Bertempat di Indonesia Pavilion Venue pada (09/11/2016), dalam sesi CSO Forum, Perwakilan WWF-Indonesia, Piter Roki Aloisius dan Alex Waisimon mempresentasikan best practice program terkait “Pengelolaan Hutan Berbasis Masyarakat Adat di Provinsi Papua” dan “Pengembangan Ekowisata Bird Watching”. Selain WWF-Indonesia, pada kesempatan tersebut hadir juga pembicara lain dari perwakilan AMAN (Aliansi Masyarakat Adat Nusantara) dan Samdhana Institute.
Dalam presentasinya, Piter Roki Aloisius selaku Koordinator Pengelolaan Hutan Berkelanjutan menjelaskan, “WWF-Indonesia Program Papua telah menjalankan program community forestry sejak tahun 2013. Program ini fokus pada upaya pengelolaan hutan lestari dengan melibatkan peran aktif masyarakat adat dalam kaitannya dengan otonomi khusus pemerintah Provinsi Papua.”
Alex Waisimon sebagai salah satu perwakilan masyarakat adat dan mitra WWF menyampaikan materi tentang upaya pengelolaan hutan berkelanjutan melalui pengembangan ekowisata bird watching.
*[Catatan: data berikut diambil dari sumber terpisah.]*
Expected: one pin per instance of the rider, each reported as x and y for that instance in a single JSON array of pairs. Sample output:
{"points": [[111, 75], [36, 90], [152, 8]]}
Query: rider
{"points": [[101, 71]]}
Alex bersama masyarakat di Rhepang Muaif, Nimbokrang, Kabupaten Jayapura, sejak tahun 2014 telah mengembangkan kegiatan ekowisata bird watching, tepatnya di Bukit Isyo, Rhepang Muaif. Telah banyak wisatawan, baik domestik maupun mancanegara yang datang ke Bukit Isyo untuk melihat beragam jenis burung, terutama burung cendrawasih.
Sesi CSO Forum ini dihadiri oleh 40 peserta, di antaranya Direktur Jenderal Perhutanan Sosial dan Kemitraan Lingkungan (Dirjen PSKL KLHK), pejabat Kedutaan Besar Indonesia di Maroko, perwakilan peserta delegasi dari negara peserta COP 22 UNFCCC, serta perwakilan LSM lokal dan Internasional. Secara khusus Dirjen PSKL KLHK memberikan apresiasi kepada WWF-Indonesia dengan adanya Program Community Forestry di Papua.
Lebih lanjut, dalam diskusi terbatas dengan Dirjen PSKL KLHK, DR. Hadi Daryanto di ruang pertemuan Indonesia Pavilion, disepakati bahwa inisiatif pengembangan ekowisata bird watching di Rhepang Muaif dan Program Community Forestry di Papua dapat diarahkan untuk memenuhi target 12,7 juta hektar, Program Perhutanan Sosial KLHK. Program Community Forestry secara teknis juga sejalan dengan prinsip-prinsip Hutan Kemasyarakatan (HKM) di Program Perhutanan Sosial yang diinisiasi oleh KLHK berdasarkan Permen No. 88/ 2014. Khusus untuk pengelolaan kawasan pengembangan ekowisata bird watching juga akan diarahkan menjadi hutan adat/hutan hak yang pengelolaannya menjadi hak dan kewenangan masyarakat adat atau pemilik hak ulayat berdasarkan Permen No. 32/2014 .
Piter Roki menjelaskan dari hasil diskusi tersebut, WWF-Indonesia sangat antusias untuk terus melakukan program pengelolaan hutan lestari berbasis masyarakat adat di Papua, terlebih lagi dengan adanya perhatian dan dukungan langsung dari kementerian. “Ini salah satu upaya menjaga hutan Papua terus ada untuk Indonesia dan dunia,” ungkapnya.